“Your family sacrificed a lot for you?” Khotso gave Modi a curious look. “Like they sent you to a pricey private school or something?”
“No, it’s just … I got sick.” Modi couldn’t stop her voice dragging, its usual liveliness lost. “And being sick is an expensive business.”
And even now that she was feeling fine, the illness was still costing money, and would for pretty much the rest of her life. That terrible year had cast a long shadow. Modi hated thinking about it.
Maybe Khotso sensed that, because after a sympathetic exclamation, he changed the subject.

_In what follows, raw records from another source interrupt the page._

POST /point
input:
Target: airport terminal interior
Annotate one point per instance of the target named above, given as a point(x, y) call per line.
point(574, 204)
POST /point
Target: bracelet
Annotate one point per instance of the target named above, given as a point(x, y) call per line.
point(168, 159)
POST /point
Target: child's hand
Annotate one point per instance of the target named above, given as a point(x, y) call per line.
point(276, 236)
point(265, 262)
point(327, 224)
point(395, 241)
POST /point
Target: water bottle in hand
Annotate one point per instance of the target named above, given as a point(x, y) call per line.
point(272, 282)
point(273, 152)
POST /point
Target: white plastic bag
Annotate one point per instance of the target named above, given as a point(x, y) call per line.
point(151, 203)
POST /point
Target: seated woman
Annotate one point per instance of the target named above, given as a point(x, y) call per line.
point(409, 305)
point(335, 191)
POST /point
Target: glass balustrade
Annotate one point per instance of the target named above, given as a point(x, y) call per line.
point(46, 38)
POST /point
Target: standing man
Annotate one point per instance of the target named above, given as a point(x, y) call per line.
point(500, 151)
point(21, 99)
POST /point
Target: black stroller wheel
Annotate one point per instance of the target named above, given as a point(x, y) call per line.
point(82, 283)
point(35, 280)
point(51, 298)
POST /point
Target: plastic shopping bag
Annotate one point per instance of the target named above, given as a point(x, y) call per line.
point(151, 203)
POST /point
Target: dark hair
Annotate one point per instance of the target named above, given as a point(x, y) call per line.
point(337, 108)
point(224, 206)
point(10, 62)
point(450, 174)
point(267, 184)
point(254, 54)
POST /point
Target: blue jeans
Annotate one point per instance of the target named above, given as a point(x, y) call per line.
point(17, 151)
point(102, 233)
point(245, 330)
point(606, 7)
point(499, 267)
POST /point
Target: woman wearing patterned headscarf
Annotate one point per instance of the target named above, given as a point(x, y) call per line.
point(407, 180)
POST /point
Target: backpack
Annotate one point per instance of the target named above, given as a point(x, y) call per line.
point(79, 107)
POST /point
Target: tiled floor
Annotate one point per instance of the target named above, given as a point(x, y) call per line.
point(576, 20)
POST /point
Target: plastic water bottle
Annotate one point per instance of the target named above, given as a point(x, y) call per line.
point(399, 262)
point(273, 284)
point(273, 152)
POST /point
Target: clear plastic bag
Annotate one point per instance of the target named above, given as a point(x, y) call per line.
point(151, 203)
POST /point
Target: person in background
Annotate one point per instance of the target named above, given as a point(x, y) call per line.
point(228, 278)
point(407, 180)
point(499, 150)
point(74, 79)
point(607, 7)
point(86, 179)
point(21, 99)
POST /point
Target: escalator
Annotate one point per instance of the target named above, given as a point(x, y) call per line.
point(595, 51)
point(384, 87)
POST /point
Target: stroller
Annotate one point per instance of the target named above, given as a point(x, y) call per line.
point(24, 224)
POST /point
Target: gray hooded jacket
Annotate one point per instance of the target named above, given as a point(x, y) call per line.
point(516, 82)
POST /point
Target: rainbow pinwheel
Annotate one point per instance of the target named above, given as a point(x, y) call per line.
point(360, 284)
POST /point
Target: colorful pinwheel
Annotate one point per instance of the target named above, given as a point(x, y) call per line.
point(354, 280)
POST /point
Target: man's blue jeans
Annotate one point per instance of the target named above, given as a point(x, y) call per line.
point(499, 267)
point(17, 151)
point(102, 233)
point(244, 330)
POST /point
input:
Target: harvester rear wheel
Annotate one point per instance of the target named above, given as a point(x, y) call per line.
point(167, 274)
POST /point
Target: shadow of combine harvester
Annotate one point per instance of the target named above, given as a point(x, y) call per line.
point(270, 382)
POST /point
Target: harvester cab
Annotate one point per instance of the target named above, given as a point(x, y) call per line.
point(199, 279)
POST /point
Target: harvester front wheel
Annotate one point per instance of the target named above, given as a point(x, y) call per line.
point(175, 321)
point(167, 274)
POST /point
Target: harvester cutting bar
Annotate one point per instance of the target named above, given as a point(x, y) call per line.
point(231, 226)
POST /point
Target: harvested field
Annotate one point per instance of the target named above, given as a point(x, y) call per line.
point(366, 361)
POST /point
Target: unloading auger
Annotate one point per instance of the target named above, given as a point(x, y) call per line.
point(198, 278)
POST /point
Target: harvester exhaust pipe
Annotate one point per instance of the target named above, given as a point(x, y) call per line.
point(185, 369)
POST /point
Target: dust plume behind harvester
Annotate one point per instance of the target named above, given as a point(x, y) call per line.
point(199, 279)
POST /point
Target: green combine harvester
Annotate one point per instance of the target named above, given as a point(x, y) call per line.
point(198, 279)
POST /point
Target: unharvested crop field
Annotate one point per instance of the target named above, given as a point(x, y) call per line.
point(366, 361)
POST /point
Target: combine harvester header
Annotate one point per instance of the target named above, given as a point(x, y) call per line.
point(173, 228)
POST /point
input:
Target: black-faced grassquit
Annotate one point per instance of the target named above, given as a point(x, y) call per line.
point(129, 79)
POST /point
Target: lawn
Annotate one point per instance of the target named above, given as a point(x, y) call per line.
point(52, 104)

They had a lot in common, Modi discovered. Khotso had also been independent, working long hours at various jobs to set himself up to go into business with his two partners.
He was warm, witty and confident, and she loved listening to him. She felt a sense of loss when, at the theatre, they had to stop talking because the show was beginning. However, she was soon lost in the spectacle of colour, movement and sound that had brought audiences to their feet around the world.
“Where should we go now?” Khotso said when it was over and they were making their way out of the theatre. “Not a club. Somewhere we can hear each other talk.”
The place they chose had tables inside and out, and a reputation for unusual drinks.
“And a platter for sharing?” Khotso suggested. “Do you eat Mexican?”
‘I eat everything.” Modi was enthusiastic, forever grateful that she was healthy enough these days to enjoy her food, although she mostly tried to eat healthily.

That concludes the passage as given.